Disabled Persons Receiving Crowdfunding Income Issues

Online crowdfunding sites like GoFundMe, YouCaring and Crowdrise provide easy-to-use platforms for those seeking to ease the financial burdens of friends or family. However, these sites generally do not require a person’s permission when someone begins a campaign for his or her benefit. This can put a disabled person receiving or seeking benefits in a precarious situation. Most means-tested programs impose very modest limits on the income and resources of beneficiaries. However, there are a few ways to help prevent raised funds from affecting benefit eligibility.

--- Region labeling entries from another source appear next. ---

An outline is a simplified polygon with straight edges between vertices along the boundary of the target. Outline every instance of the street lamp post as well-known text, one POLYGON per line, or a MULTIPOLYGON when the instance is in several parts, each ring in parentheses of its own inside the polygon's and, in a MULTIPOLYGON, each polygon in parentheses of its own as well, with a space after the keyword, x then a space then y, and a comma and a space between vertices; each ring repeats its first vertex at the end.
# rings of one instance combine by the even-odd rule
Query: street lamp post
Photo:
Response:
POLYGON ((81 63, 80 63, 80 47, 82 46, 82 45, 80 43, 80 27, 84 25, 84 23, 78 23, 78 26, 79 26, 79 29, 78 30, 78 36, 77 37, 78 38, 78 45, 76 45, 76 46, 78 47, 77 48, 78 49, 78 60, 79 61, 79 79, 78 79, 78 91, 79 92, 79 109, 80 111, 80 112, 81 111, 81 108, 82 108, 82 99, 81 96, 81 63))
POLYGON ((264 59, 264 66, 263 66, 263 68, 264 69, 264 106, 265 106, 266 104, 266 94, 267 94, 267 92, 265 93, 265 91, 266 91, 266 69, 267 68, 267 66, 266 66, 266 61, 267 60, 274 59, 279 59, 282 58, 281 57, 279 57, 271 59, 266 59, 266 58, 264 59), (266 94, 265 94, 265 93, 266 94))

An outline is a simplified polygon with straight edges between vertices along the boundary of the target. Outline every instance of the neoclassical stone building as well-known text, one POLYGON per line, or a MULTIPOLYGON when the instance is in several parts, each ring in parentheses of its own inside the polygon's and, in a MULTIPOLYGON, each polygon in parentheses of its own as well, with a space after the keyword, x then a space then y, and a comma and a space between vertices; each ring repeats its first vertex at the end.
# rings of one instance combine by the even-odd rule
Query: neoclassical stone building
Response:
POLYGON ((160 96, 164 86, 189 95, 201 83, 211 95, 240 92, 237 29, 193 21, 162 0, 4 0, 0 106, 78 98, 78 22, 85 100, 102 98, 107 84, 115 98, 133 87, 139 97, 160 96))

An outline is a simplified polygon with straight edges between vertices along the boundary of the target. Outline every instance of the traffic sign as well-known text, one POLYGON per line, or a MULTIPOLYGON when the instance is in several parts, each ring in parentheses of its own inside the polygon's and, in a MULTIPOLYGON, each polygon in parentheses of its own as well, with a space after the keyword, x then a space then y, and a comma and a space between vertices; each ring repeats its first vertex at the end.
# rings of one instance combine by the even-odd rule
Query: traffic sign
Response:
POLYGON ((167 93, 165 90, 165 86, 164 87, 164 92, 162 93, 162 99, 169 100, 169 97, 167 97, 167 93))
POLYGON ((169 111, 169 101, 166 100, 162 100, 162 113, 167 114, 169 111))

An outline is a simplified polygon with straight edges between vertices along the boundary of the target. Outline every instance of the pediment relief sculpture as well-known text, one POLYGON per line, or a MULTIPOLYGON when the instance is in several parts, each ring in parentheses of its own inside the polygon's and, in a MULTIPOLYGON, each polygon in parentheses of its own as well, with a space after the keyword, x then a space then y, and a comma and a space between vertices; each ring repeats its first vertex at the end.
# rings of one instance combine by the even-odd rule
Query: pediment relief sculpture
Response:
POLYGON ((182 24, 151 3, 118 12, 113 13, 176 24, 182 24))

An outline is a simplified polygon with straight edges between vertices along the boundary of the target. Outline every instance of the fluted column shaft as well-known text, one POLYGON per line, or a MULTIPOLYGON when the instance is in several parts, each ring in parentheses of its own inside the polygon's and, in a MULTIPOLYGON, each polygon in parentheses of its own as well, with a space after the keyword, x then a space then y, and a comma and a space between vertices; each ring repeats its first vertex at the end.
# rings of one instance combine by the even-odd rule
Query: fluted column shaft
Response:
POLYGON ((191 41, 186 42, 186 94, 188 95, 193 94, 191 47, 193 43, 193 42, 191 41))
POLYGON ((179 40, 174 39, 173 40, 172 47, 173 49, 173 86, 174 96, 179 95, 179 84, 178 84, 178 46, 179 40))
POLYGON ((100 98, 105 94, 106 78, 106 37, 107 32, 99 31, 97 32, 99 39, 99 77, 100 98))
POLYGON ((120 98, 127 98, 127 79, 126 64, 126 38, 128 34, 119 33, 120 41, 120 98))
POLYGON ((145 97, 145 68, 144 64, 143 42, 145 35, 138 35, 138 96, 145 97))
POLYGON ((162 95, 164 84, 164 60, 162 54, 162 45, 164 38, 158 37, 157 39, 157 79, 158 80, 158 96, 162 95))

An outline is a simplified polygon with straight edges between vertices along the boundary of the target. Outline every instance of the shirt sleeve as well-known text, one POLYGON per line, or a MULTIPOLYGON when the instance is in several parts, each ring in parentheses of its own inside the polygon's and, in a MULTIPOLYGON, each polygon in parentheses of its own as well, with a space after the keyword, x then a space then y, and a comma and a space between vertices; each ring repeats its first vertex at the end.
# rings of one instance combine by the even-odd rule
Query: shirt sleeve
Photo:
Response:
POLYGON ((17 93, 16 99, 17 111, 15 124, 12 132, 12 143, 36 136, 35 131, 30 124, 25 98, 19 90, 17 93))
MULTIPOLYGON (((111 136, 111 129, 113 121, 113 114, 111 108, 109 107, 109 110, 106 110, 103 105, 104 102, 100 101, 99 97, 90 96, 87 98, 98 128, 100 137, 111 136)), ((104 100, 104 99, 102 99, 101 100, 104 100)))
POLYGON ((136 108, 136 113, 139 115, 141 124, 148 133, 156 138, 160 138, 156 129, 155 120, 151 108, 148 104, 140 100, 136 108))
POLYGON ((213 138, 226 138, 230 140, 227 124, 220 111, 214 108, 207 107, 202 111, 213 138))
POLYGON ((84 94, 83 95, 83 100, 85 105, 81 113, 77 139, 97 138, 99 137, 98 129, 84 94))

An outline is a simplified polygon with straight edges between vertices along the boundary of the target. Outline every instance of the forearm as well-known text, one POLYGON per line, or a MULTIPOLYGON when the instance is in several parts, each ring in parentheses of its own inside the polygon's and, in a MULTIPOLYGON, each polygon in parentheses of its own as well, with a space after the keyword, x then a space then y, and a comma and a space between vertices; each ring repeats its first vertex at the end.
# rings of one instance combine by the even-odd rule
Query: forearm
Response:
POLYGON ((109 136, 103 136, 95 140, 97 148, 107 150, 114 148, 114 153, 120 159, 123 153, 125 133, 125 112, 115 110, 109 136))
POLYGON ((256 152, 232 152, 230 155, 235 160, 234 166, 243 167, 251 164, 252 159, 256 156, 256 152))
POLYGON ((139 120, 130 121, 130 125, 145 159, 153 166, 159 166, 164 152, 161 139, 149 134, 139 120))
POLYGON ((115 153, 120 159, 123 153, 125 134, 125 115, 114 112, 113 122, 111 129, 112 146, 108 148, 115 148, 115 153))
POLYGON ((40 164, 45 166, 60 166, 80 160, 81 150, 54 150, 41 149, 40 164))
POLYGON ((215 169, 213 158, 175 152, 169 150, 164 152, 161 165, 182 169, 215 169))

Upon receipt of funds, the beneficiary can spend the money down to an amount below the limit required by his or her benefits program. The money may be used for certain living expenses, including medical costs not covered by any benefit program or education expenses. To be effective, the spending must take place during the calendar month in which the funds are received.

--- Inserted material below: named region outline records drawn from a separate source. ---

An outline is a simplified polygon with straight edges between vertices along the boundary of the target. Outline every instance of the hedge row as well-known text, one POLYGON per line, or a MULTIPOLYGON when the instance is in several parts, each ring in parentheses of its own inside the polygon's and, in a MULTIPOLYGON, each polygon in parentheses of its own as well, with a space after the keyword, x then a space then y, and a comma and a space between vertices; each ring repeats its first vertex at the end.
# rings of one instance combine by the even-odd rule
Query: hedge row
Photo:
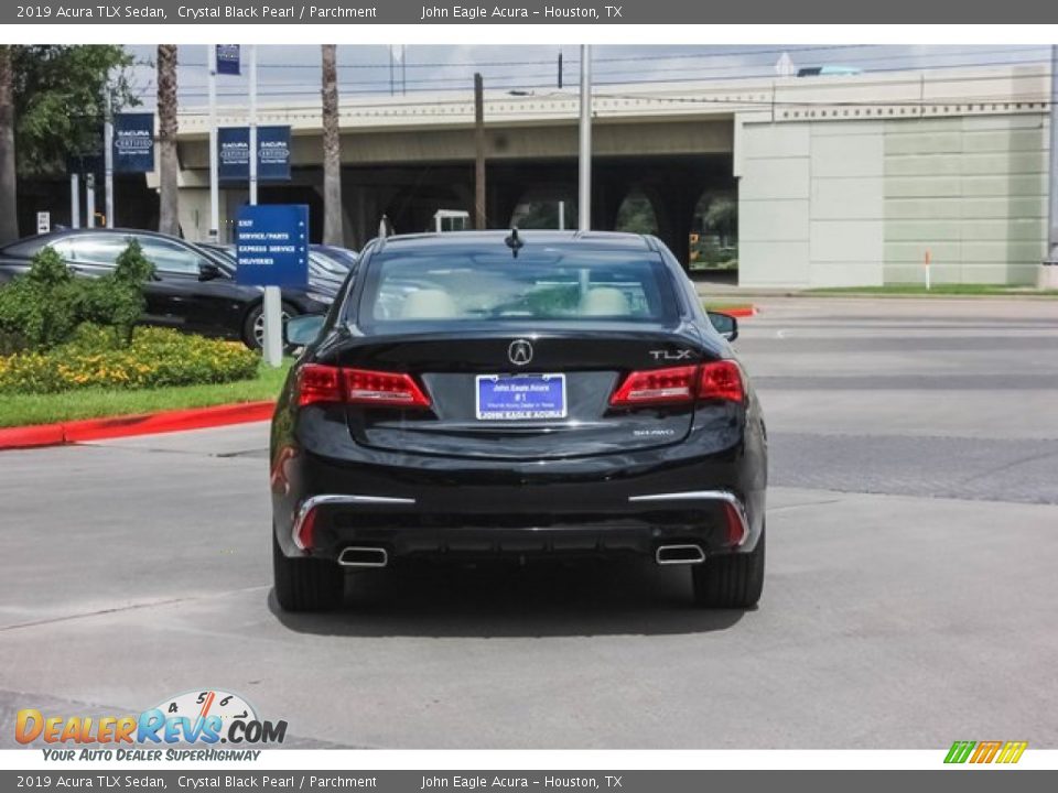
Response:
POLYGON ((0 357, 0 393, 231 382, 256 377, 260 363, 242 344, 169 328, 138 328, 125 347, 115 346, 114 335, 114 328, 83 325, 50 350, 0 357))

A beneficiary can also have funds placed into a special needs trust. Ideally, the fundraising coordinator can make the money payable to an established third-party trust. If no third-party trust exists, the beneficiary, his or her parents, or legal guardian can create a self-settled special needs trust. However, these trusts have certain limitations and drawbacks. For example, self-settled trusts must be established before the beneficiary reaches age 65, and must contain a payback provision that will repay Medicaid upon the beneficiary’s death.

Crowdfunders should obtain permission from the beneficiary before beginning the fundraising process. If the recipient agrees to the campaign, he or she can then make plans that can prevent any raised funds from affecting anticipated benefits. If a person intends to raise funds for himself or someone else, it is also wise to first consult an experienced trusts and estates attorney.